Issen Yosyoku (also spelled as ‘Issen Yoshoku’ elsewhere on the internets) is a shop in Gion that’s famous for their okonomiyaki. Their storefront can’t be missed; there’s a statue of a dog chasing after a boy and pulling down his pants!
Okonomiyaki is a popular pan fried food that consists of batter and cabbage. Selected toppings and ingredients are added which can vary greatly (anything from meat and seafood to wasabi and cheese). This variability is reflected in the dish’s name; “okonomi” literally means “to one’s liking”. The dish is available all over Japan, but is most popular in the west, particularly the cities of Hiroshima and Osaka.
Although okonomiyaki is most popular in the Kansai region of Japan, each prefecture has their own style and ingredients. The Kyoto-style okonomiyaki, called issen yoshoku, looks like an American-style omelette when it’s served.

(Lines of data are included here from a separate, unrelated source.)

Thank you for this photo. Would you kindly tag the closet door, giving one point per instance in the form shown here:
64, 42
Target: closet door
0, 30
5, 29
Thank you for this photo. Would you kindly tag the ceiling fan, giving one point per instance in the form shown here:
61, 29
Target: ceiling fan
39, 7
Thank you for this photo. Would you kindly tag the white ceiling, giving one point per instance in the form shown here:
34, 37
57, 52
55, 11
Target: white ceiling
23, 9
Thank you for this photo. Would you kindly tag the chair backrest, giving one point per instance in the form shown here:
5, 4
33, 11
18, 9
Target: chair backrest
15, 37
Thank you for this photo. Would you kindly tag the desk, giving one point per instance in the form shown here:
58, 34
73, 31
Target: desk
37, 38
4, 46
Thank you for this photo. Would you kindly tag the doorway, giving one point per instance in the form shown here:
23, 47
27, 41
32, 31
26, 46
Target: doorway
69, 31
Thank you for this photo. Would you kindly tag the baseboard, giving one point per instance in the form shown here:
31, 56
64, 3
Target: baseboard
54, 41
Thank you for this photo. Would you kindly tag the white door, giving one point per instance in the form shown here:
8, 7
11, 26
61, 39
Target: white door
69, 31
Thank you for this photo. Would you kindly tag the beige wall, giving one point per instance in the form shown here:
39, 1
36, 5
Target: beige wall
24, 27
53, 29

Issen Yosyoku’s okonomiyaki has the following ingredients: green onion, egg, dried scallop, grilled fish paste, dried bonito, beef, ginger, tempura batter, konjak jelly, and flour.
At the left side of the storefront (behind the sign in the above photo) is the open kitchen, where the okonomiyaki is made. The batter is first placed on the teppan (iron griddle), followed by the ingredients, and then folded in half. You can have your okonomiyaki customized to your liking, or with all the ingredients, for ¥680 each.

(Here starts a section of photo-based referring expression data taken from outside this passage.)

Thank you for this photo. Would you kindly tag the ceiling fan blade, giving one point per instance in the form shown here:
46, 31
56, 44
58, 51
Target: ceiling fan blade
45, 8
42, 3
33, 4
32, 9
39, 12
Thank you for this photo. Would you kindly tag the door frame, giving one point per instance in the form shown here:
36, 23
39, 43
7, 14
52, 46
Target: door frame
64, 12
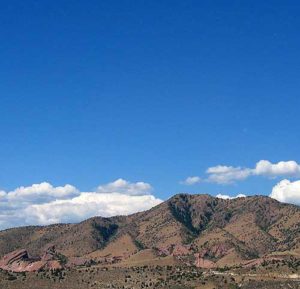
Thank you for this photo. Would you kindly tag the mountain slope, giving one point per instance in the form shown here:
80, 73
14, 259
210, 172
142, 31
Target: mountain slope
214, 230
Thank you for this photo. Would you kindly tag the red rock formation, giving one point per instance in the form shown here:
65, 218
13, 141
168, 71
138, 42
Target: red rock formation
203, 263
19, 261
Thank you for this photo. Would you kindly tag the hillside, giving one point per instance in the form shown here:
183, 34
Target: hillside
186, 229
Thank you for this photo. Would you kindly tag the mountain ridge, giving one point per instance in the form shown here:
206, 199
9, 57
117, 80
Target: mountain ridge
186, 228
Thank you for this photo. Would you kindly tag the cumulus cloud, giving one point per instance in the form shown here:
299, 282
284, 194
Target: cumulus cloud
222, 174
266, 168
287, 192
125, 187
227, 174
227, 197
191, 181
87, 205
41, 192
42, 204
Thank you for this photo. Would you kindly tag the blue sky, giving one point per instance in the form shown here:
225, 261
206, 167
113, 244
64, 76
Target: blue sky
150, 91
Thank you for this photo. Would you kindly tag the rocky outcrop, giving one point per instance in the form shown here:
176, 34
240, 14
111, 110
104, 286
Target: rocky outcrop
203, 263
19, 261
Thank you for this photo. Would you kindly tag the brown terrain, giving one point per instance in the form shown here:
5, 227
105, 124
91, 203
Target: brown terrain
189, 241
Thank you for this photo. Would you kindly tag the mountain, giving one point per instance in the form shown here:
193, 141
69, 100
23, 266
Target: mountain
187, 229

Kyoto Foodie tells us more about this (comical) place:
The owner of Issen Yoshoku is quite a jokester, starting with the menu. The bright red menu is gigantic and when you open it, the only dish served is prominently displayed.
The interior is hot and heavy with sexual innuendo, however it isn’t sleazy. The owner says that as he grew up in Gion, as a child he saw the entire world of adults, the ‘front and the back’ and while Gion was not and is not a redlight district, after food and drink, sex is often next on the menu, so to speak.

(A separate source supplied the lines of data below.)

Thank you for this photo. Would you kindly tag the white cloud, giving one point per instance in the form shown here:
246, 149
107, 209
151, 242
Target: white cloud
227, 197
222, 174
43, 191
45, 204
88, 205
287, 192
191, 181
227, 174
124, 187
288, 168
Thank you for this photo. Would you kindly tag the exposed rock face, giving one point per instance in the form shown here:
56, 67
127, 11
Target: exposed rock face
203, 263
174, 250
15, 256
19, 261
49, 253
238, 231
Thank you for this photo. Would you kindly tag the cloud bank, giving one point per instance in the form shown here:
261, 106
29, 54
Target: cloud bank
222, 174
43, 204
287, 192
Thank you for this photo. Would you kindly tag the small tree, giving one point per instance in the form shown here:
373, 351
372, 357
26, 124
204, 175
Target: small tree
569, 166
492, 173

At each table in the establishment is a cute, young kimono clad mannequin, to keep you company. The owner says it is to trick drunken men as they pass by at night, they see what appears to be cute single young ladies all alone and step in for a bite to eat. I highly doubt that anyone is really fooled. Many of the modern drinking establishments in Gion are ‘hostess bars’ where young gals keep the male patrons company while they drink. These bars are often very expensive, Issen Yoshoku on the other hand is a very reasonably priced place, so the gals are just mannequins!
On the walls are ema (絵馬) these small wooden plaques are a staple of Shinto shrines. They are purchased then a wish or prayer is written on them, then it is hung up to receive the blessing of the gods. Here at Issen Yoshoku, there are a few hundred of them on the walls, all on the theme of sex. The owner says that even the jaded police officers that come in for a bite from the police box around the corner just laugh.
I personally thought the mannequin at our table (above photo) was kinda freaky…
My sister and I shared an okonomiyaki without egg (she’s egg intolerant).
The okonomiyaki was delicious, and the konjak jelly made it somewhat crunchy too. This is a must-eat dish when in Kyoto!